Keynote: Consequences of an Insightful Algorithm

by Carina C. Zona

The keynote presentation "Consequences of an Insightful Algorithm" by Carina C. Zona at RubyConf 2015 emphasizes the ethical responsibilities of coders in the context of algorithm development and data use. Zona discusses the implications of utilizing algorithms to extract precise insights about individuals, raising crucial questions about consent and the potential unintended outcomes of such data-driven practices.

Key points discussed include:
- Definition of Algorithms: Zona describes algorithms as step-by-step processes designed to predict outcomes, applicable in both computer science and everyday scenarios.
- Consequences of Algorithms: The talk highlights that algorithms can lead to consequences, often without the direct explanation or consent from affected individuals.
- Ethical Considerations: Zona argues for the necessity of balancing human needs with business specifications, as uncritical programming can lead to painful real-world effects.
- Case Studies: Zona provides several notable examples:
- Target's Pregnancy Ads: A father's outrage over targeted ads illustrates the moral implications of data misuse when a retailer inferred personal information without explicit consent.
- Shutterfly's Congratulatory Emails: Highlighting the discomfort caused by automated messages sent to customers, some of whom were dealing with infertility or loss.
- Facebook's Year in Review: Discusses Eric Meyer’s experience with algorithmic insensitivity when the platform reminded him of painful memories related to his deceased daughter.
- Bias in Algorithms: Zona covers various instances where algorithms have perpetuated bias, such as racial profiling in Google Ads and abusive uses of data by companies like Uber.
- Call to Action: Zona urges coders to remain humble, recognize failure modes within their algorithms, and audit outcomes for biases. She emphasizes the need for transparency and accountability in algorithmic processes to create fairer, more ethical technology.

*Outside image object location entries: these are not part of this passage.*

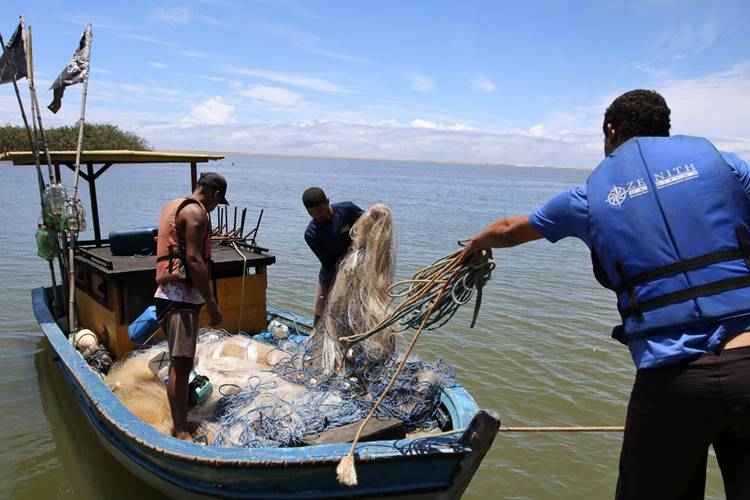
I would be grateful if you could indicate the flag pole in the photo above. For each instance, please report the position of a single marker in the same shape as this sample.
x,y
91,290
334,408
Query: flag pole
x,y
32,143
36,117
72,234
35,105
34,149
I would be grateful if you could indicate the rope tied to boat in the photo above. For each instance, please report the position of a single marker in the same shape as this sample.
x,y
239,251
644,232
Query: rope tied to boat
x,y
432,297
442,288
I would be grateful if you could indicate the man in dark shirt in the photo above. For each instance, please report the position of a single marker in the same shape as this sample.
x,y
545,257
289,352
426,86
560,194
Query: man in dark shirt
x,y
327,235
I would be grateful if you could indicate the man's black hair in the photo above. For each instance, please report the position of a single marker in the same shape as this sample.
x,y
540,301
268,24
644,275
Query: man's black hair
x,y
314,197
638,113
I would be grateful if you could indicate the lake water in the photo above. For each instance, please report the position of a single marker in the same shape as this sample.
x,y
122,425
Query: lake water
x,y
541,353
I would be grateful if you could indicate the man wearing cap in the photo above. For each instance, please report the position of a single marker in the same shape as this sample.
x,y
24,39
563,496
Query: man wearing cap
x,y
327,235
183,252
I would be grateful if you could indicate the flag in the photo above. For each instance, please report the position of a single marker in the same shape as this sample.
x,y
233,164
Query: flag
x,y
13,60
76,71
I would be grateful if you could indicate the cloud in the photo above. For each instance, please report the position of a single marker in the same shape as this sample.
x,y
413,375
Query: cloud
x,y
421,123
213,111
173,15
686,39
294,79
421,83
714,105
147,39
483,84
198,54
308,42
275,96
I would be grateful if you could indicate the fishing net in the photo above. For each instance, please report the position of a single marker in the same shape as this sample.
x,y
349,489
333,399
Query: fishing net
x,y
283,392
267,393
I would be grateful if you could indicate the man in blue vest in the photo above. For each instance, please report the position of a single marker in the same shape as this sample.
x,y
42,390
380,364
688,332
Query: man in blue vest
x,y
667,222
327,235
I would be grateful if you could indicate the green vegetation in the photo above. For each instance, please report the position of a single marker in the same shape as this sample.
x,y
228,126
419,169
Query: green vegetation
x,y
95,136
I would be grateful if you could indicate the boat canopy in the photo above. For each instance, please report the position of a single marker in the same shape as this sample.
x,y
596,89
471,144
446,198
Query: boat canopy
x,y
116,156
105,159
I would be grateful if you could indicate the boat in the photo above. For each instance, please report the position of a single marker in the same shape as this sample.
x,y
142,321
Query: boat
x,y
111,291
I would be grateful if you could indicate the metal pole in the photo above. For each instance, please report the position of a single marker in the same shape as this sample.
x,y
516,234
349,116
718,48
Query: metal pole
x,y
34,151
71,234
94,204
35,106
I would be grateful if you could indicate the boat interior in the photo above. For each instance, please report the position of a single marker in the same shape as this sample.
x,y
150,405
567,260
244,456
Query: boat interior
x,y
115,283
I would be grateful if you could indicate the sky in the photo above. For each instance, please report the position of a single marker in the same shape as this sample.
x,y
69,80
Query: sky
x,y
520,83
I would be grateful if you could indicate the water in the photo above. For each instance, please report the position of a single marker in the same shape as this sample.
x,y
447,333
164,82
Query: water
x,y
540,355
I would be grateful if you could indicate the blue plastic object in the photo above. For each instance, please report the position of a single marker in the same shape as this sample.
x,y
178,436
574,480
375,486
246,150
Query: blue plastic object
x,y
144,326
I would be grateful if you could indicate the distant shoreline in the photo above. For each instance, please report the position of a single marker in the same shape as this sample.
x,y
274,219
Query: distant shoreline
x,y
352,158
388,160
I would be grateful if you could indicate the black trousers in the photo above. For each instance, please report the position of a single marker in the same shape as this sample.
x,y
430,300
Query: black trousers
x,y
675,413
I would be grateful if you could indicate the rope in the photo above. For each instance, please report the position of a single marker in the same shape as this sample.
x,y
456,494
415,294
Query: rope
x,y
572,428
244,275
441,287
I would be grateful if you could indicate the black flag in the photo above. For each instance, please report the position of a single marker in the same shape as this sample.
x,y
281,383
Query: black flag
x,y
76,71
13,61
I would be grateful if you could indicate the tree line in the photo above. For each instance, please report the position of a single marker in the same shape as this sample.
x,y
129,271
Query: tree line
x,y
95,136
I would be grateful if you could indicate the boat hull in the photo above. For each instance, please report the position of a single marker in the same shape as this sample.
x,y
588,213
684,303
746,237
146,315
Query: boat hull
x,y
393,469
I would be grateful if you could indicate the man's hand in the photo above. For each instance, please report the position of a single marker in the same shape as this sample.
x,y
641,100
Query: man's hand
x,y
214,314
472,246
502,233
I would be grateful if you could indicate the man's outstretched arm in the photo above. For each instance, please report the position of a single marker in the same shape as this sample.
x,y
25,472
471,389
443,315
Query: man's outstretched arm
x,y
503,233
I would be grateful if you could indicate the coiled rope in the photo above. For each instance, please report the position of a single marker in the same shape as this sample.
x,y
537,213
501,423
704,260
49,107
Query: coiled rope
x,y
439,290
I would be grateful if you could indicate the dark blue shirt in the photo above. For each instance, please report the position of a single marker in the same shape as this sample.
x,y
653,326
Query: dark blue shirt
x,y
567,214
330,241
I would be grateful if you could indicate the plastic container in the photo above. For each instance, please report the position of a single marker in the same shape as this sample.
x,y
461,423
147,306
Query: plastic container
x,y
46,243
74,216
144,326
136,242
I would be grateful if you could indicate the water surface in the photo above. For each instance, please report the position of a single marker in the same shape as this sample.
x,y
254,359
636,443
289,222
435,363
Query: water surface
x,y
540,355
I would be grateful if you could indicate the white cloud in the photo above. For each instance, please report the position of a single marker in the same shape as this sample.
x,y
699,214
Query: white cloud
x,y
174,15
213,111
276,96
685,39
483,84
537,131
715,105
428,124
421,83
294,79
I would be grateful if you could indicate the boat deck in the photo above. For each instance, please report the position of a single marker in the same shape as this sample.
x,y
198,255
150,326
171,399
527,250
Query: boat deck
x,y
225,259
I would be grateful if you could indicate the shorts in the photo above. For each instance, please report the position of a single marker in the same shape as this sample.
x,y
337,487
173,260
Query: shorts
x,y
180,322
675,414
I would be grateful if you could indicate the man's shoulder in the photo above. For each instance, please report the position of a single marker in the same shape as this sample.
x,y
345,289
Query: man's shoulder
x,y
311,231
345,207
192,211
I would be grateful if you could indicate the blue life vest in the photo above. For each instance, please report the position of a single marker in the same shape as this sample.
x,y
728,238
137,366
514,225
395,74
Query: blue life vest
x,y
669,226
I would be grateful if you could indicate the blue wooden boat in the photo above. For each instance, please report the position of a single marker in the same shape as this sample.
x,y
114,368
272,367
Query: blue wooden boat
x,y
418,468
110,293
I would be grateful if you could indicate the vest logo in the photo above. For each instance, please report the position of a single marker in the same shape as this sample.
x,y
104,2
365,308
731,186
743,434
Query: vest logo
x,y
618,194
675,175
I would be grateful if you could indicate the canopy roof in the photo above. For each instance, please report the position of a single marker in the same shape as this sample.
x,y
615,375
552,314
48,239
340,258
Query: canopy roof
x,y
110,156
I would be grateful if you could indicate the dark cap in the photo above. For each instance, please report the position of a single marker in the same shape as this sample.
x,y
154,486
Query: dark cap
x,y
313,197
217,182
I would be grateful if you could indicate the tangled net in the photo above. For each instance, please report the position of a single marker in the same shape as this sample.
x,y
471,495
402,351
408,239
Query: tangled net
x,y
259,415
285,392
359,298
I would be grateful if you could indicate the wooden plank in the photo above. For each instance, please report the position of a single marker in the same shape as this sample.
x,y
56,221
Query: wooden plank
x,y
390,428
113,156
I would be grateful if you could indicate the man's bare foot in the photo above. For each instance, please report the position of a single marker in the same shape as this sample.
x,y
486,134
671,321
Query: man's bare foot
x,y
184,436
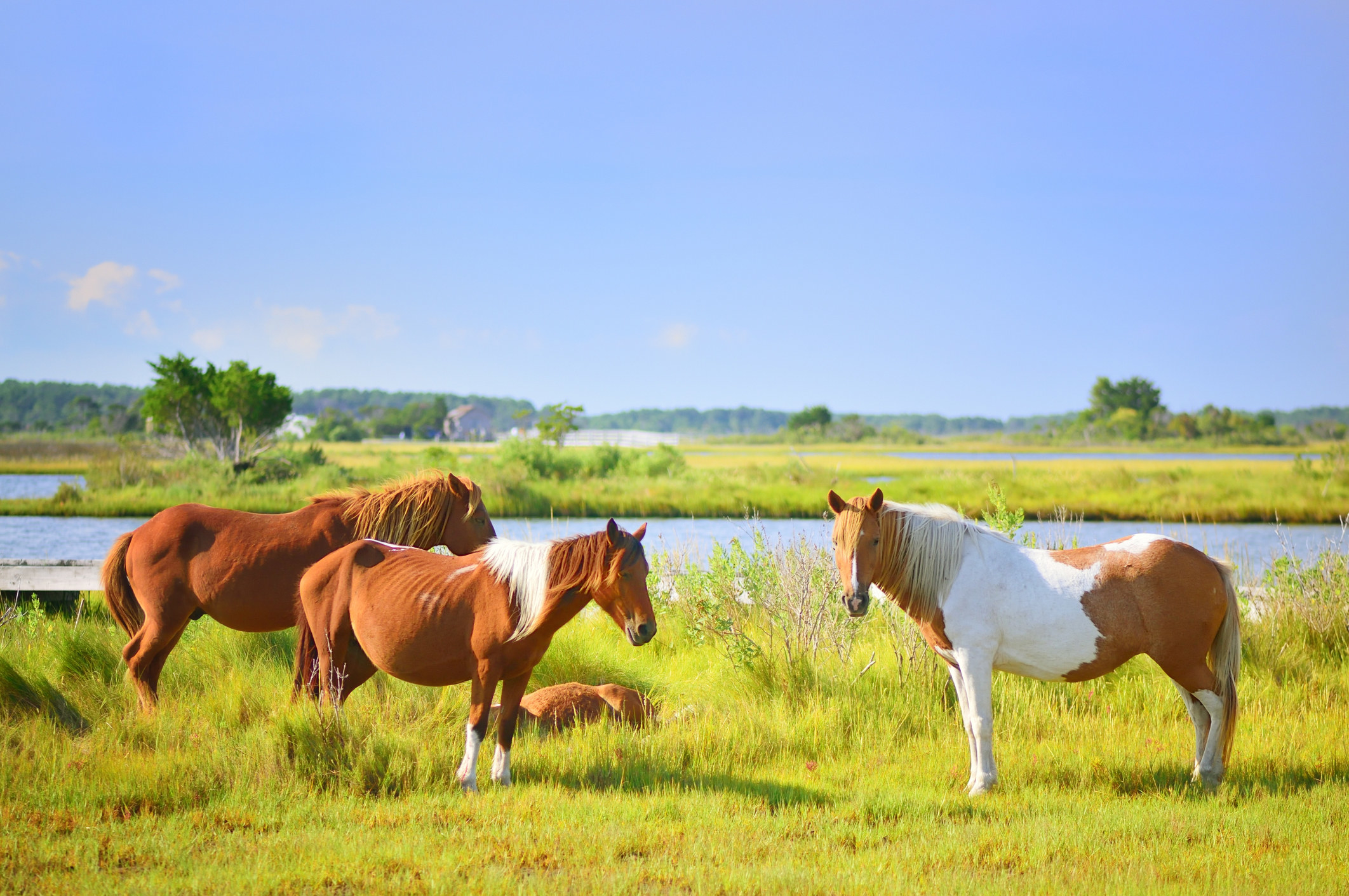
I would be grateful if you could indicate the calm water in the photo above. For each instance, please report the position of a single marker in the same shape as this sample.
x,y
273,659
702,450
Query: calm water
x,y
1249,545
1081,455
33,485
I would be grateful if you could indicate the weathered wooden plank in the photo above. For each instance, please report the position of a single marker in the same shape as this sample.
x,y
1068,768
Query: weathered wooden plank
x,y
50,575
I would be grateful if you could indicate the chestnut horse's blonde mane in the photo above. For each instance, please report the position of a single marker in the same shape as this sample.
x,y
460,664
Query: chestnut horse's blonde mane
x,y
539,573
919,554
413,511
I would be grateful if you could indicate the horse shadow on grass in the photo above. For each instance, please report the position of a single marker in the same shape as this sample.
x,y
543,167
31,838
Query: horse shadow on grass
x,y
645,778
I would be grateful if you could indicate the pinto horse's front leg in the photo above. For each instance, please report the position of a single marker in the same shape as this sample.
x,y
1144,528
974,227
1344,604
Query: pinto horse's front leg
x,y
512,693
977,707
483,688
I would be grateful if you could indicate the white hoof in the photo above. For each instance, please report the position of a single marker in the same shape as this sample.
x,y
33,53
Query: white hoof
x,y
980,786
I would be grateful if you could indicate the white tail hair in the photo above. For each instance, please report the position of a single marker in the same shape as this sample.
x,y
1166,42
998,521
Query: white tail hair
x,y
523,567
1225,655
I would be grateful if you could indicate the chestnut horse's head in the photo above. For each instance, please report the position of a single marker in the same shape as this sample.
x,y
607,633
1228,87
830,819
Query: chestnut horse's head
x,y
624,592
857,547
467,525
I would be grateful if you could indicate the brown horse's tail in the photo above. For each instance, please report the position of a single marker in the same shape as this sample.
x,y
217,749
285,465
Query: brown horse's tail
x,y
307,656
1225,656
116,587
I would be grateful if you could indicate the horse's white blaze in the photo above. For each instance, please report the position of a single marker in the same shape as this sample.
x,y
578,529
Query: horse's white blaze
x,y
1021,608
523,566
460,571
469,767
501,765
1135,544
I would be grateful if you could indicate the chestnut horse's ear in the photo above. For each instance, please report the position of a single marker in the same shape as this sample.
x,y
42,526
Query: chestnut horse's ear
x,y
835,502
368,555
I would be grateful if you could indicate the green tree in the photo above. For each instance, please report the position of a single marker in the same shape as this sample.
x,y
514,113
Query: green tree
x,y
252,405
1136,393
817,416
234,411
556,422
178,401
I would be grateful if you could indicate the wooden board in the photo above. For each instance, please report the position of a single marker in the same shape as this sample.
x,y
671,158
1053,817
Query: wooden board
x,y
50,575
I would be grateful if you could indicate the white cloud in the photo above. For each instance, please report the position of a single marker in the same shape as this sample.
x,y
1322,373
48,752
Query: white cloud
x,y
676,335
210,339
100,284
305,330
142,326
166,279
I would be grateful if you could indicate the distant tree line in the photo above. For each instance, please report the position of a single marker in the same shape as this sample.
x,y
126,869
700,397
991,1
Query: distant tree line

- Conclusion: The ultimate takeaway from Zona's talk is a call for coders to advocate for users' best interests, ensuring that their work consciously considers the implications on individuals while aiming to avoid past mistakes.

00:00:14.530 Alright, good morning to the 800 people who did that! This talk is called "Consequences of an Insightful Algorithm."

00:00:20.510 This talk serves as a toolkit for empathetic coding, and we will delve into some very specific issues and examples of uncritical programming, as well as the painful results that can arise from actions that are intended to be benign.

00:00:34.400 I want to start off with a content warning, as I will be discussing several sensitive topics, including grief, PTSD, depression, miscarriage, infertility, sexual history, consent, stalking, racial profiling, and the Holocaust. While these topics are not the main focus, they will come up as examples throughout the talk.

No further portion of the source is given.